Shaw, always an imposing and often unforgettable presence on stage, trod lightly as a hostess, as did the program; there was not a lot of time for lingering, or malingering, for that matter. We got the essence of the here and now, and the now that was then, and the ancient past. Nothing seemed more characteristic and less familiar at the same time as the playing of a medley of songs on the traditional Irish Pipes, the Uilleann, different than most instruments because it is played through the elbows. The music — led by Amy Campbell, who is blind — was keening, rhythmic and strange; it sounded like something that was just born. Just as dramatic, and clear as a tear-given voice, was a saga of traditional Irish singing by a man with the wonderfully resonant name of Iarla O Lionaird.

There was a pianist, Barry Douglas, playing a nocturne; there was the Irish dancer Colin Dunne, who charged down the aisle clog-dancing with precise, even marshaled steps; there was an Irish tenor, Anthony Kearns, singing “Down by the Salley Gardens”; there was an Irish mezzo-soprano, Tara Erraught, singing with great and coquettish vitality from “Falstaff”; and there was a fiddler (there is always a fiddler in Irish celebrations).

And there was Shaw herself, reciting William Butler Yeats’s great poem “Easter, 1916,” when things were “utterly changed … transformed utterly,” “a terrible beauty is born.”

Yeats sounded the telling literary note about the Easter Rising in Ireland. It is part of “Ireland 100,” the celebration and commemoration of those events that led to years of division, defiance and the Troubles, even as Ireland transformed once again.
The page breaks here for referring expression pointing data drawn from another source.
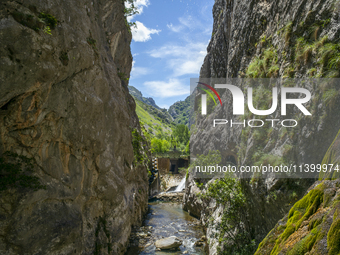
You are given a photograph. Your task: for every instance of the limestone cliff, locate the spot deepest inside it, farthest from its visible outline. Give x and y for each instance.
(270, 39)
(64, 103)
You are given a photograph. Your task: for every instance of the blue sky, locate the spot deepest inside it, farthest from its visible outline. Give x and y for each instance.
(169, 46)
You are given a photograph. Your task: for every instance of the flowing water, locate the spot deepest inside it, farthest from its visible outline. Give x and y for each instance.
(164, 220)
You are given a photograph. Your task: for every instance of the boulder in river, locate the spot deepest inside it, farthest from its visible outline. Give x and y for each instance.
(168, 243)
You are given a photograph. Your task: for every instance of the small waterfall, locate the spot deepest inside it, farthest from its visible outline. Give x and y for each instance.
(181, 185)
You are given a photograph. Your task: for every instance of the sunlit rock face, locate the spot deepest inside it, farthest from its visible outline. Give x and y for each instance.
(64, 102)
(291, 38)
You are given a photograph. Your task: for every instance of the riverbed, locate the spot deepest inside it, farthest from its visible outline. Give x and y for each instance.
(164, 220)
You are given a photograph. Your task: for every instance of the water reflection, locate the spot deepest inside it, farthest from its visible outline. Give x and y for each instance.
(164, 220)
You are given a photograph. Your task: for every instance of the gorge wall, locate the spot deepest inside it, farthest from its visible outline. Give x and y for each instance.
(64, 103)
(269, 39)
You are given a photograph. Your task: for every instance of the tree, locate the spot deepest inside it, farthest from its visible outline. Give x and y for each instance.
(181, 134)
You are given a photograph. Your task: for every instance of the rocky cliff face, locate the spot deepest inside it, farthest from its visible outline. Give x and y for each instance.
(270, 39)
(64, 103)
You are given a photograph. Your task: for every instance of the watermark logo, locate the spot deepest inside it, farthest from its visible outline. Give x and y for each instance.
(238, 99)
(204, 97)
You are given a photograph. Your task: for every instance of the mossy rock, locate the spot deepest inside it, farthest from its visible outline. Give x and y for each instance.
(28, 20)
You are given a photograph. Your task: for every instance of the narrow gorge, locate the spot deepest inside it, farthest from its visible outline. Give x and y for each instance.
(90, 166)
(65, 105)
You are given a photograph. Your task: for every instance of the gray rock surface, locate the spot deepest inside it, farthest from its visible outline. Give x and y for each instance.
(168, 243)
(64, 102)
(238, 32)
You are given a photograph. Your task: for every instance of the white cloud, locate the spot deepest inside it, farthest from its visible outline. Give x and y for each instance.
(175, 29)
(142, 33)
(182, 60)
(139, 71)
(164, 89)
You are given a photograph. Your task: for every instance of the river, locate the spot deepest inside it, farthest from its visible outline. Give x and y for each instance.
(164, 220)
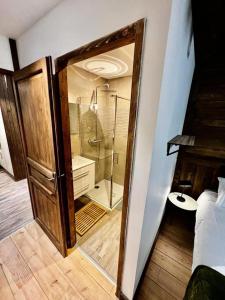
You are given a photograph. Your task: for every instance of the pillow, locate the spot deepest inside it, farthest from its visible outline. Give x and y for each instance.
(221, 193)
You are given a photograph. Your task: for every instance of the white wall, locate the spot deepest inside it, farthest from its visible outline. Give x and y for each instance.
(177, 78)
(5, 54)
(74, 23)
(5, 63)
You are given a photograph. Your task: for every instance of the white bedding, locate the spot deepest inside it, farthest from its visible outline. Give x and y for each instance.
(209, 243)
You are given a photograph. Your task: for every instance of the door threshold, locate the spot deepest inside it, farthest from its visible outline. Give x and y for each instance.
(98, 267)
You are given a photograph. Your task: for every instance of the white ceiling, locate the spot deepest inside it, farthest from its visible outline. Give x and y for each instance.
(16, 16)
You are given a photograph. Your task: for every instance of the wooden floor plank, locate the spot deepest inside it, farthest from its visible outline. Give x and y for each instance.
(169, 269)
(15, 205)
(37, 233)
(45, 270)
(151, 290)
(174, 253)
(22, 282)
(172, 266)
(75, 270)
(101, 242)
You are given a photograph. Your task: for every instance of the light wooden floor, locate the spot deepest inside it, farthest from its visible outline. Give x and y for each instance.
(15, 205)
(169, 269)
(101, 242)
(32, 268)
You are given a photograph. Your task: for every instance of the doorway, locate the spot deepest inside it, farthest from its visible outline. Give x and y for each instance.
(98, 86)
(99, 93)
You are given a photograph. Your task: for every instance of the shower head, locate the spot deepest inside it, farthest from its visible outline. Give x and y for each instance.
(105, 87)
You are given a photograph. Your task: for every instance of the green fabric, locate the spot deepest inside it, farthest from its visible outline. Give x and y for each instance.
(205, 284)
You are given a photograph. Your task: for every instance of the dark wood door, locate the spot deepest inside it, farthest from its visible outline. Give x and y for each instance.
(9, 114)
(36, 109)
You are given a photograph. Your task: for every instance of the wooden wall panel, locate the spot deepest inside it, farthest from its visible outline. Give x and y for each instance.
(9, 113)
(205, 117)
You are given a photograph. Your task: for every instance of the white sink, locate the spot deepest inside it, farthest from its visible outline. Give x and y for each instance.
(80, 162)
Part of the celebration — its site at the Kennedy Center — is of course the Irish-American relationship, and the president who embodied that culture and history, who in 1963 visited his homeland and spoke to the parliament there and quoted George Bernard Shaw, another literary giant in a land which seems unduly rich in them: “I dream things that never were; and I say, ‘Why not?’”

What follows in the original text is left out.